#MAD3: Week 3 - Combining Data using SQL and Tableau
During Week 3 of the #MAD Analyst Bootcamp, we taught the students to combine data using both SQL and Tableau. In short, they learned to identify primary and foreign keys, the difference between the various join types (inner, left, right, outer), and how to union data. For every topic that we discuss, we work to provide the students with a real-world case study that allows them to practice the lessons that they just learned.
For the Week 3 project, we provided the students with the following memo from our hypothetical client, Venus Marketing.
From: Venus Marketing
We’ve recently launched a website and would like to have a dashboard created in order to track various metrics. We currently have data for the past two months on daily stats from cities around the world. This dashboard will be rolled out to our regional sites and displayed on the main monitor in our web analytics department. The design of this will matter a great deal as it is the first thing our employees will look at when gaining an understanding of our web metrics. We want to make sure metrics are clearly labeled and that minimal questions are asked when viewing this dashboard at first glance.
We also provided a list of requirements that the client wanted to specifically look at:
Overall: # of visits, # of pageviews, # of downloads
# of visits per Region
# of visits per City
# of Visits per Day
# of Visits per Source
# of Visits per Content Type
Once the students reviewed the requirements, they were tasked with reviewing the data provided by the client. The data was provided to the students in two separate tables.
The first table contained most of the information needed for the requirements, such as the number of visits, source information and content type. Here is a snippet of that file:
The second table contained information on the Locations – Location Code, City, Country, and Region. Here is a snippet of that file:
To successfully complete the Week 3 project, each student was required to:
Combine the two tables.
Explore the data to validate and ensure that it was good enough to answer the required questions.
Create a dashboard that can be provided to the client.
Dive deeper into the data to provide the client with additional insight that can not be found at first glance.
Here are our favorite dashboards from Week 3:
1. Anna Kapp
"September 18th of 2018 was a significant peak in the number of visits per day chart. The spike was seen across all regions. September 18th easily had the highest number of visits per day in every continent. This peak was mostly caused by a sharp spike in the example content type- which had many more visits than any other type of content for that day. This is unusual as generally the content type with the most visits is user. Also, September 18, 2018 was a Tuesday.
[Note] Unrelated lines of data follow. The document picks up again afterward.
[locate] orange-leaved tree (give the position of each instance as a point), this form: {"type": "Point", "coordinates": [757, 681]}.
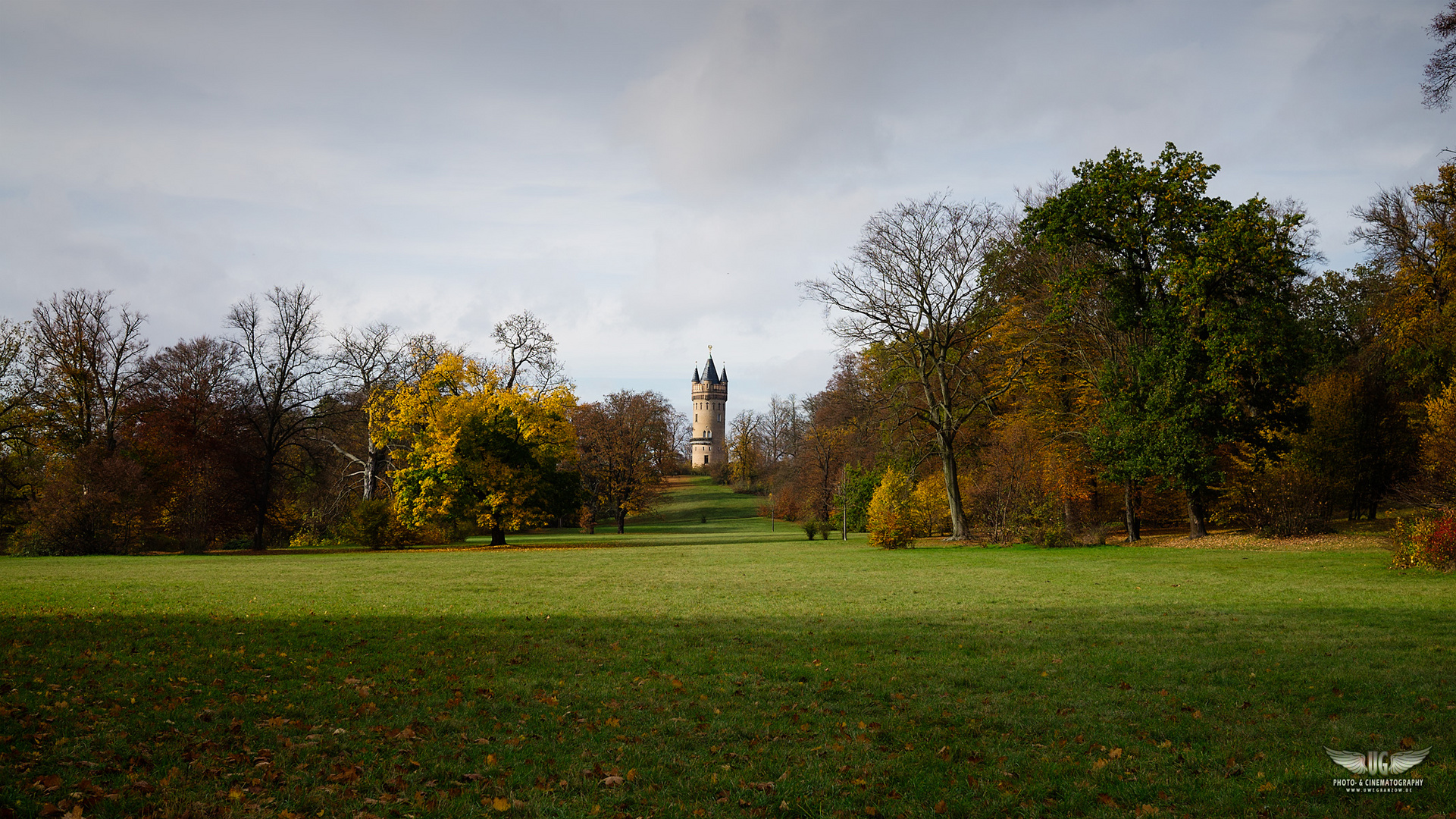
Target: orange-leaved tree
{"type": "Point", "coordinates": [890, 518]}
{"type": "Point", "coordinates": [479, 455]}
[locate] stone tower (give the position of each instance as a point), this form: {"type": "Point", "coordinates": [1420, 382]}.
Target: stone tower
{"type": "Point", "coordinates": [709, 442]}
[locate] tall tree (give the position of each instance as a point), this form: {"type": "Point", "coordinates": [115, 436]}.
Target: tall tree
{"type": "Point", "coordinates": [479, 455]}
{"type": "Point", "coordinates": [915, 289]}
{"type": "Point", "coordinates": [284, 372]}
{"type": "Point", "coordinates": [1203, 297]}
{"type": "Point", "coordinates": [368, 360]}
{"type": "Point", "coordinates": [19, 378]}
{"type": "Point", "coordinates": [1410, 237]}
{"type": "Point", "coordinates": [1440, 69]}
{"type": "Point", "coordinates": [194, 436]}
{"type": "Point", "coordinates": [626, 445]}
{"type": "Point", "coordinates": [528, 353]}
{"type": "Point", "coordinates": [91, 359]}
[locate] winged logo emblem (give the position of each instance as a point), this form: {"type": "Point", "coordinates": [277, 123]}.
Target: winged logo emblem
{"type": "Point", "coordinates": [1378, 763]}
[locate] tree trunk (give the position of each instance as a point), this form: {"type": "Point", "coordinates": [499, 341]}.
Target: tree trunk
{"type": "Point", "coordinates": [1130, 513]}
{"type": "Point", "coordinates": [261, 521]}
{"type": "Point", "coordinates": [953, 490]}
{"type": "Point", "coordinates": [1198, 519]}
{"type": "Point", "coordinates": [374, 460]}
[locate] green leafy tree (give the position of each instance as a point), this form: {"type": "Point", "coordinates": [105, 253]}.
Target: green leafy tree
{"type": "Point", "coordinates": [1201, 297]}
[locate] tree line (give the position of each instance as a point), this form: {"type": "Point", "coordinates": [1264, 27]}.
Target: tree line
{"type": "Point", "coordinates": [283, 431]}
{"type": "Point", "coordinates": [1123, 349]}
{"type": "Point", "coordinates": [1120, 349]}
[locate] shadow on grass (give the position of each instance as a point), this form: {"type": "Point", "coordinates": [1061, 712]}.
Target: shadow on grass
{"type": "Point", "coordinates": [1022, 711]}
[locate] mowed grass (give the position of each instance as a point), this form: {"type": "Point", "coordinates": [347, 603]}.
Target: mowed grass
{"type": "Point", "coordinates": [760, 676]}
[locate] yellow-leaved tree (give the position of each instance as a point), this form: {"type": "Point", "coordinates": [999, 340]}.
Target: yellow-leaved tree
{"type": "Point", "coordinates": [479, 455]}
{"type": "Point", "coordinates": [890, 518]}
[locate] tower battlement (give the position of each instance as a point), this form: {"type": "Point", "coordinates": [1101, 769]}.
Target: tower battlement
{"type": "Point", "coordinates": [709, 442]}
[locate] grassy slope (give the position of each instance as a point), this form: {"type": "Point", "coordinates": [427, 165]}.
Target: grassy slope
{"type": "Point", "coordinates": [999, 681]}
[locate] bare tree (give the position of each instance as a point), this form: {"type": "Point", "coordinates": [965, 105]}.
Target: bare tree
{"type": "Point", "coordinates": [284, 375]}
{"type": "Point", "coordinates": [19, 378]}
{"type": "Point", "coordinates": [1440, 71]}
{"type": "Point", "coordinates": [197, 436]}
{"type": "Point", "coordinates": [913, 286]}
{"type": "Point", "coordinates": [368, 360]}
{"type": "Point", "coordinates": [91, 356]}
{"type": "Point", "coordinates": [784, 426]}
{"type": "Point", "coordinates": [625, 447]}
{"type": "Point", "coordinates": [423, 353]}
{"type": "Point", "coordinates": [529, 353]}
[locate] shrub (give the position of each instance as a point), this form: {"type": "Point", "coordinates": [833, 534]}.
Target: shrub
{"type": "Point", "coordinates": [1426, 541]}
{"type": "Point", "coordinates": [890, 518]}
{"type": "Point", "coordinates": [1280, 500]}
{"type": "Point", "coordinates": [371, 523]}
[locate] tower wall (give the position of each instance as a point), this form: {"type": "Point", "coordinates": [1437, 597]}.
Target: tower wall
{"type": "Point", "coordinates": [709, 423]}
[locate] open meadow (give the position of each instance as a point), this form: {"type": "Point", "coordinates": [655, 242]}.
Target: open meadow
{"type": "Point", "coordinates": [719, 670]}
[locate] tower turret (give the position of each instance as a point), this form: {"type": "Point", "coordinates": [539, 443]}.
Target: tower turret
{"type": "Point", "coordinates": [709, 442]}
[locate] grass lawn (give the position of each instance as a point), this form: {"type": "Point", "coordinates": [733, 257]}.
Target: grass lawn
{"type": "Point", "coordinates": [719, 670]}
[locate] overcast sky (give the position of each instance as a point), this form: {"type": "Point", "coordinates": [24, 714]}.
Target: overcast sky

This is interesting as Wednesday is normally the day of the week that has the most traffic and Saturday generally has the least traffic."
2. Sandy Thongdyyarath
"Using the data we can conclude that user content is the most view with sources from Direct visits of 434.70K. We found that direct is the most popular way to source the website. When we look at page categories index.htm makes up most of the direct categories."
3. Jessie Chen
"'/' and '/index.html' tracked separately. Even though www.example.com/ may be the same page as www.example.com/index.html, they show up as two separate entries in your reports."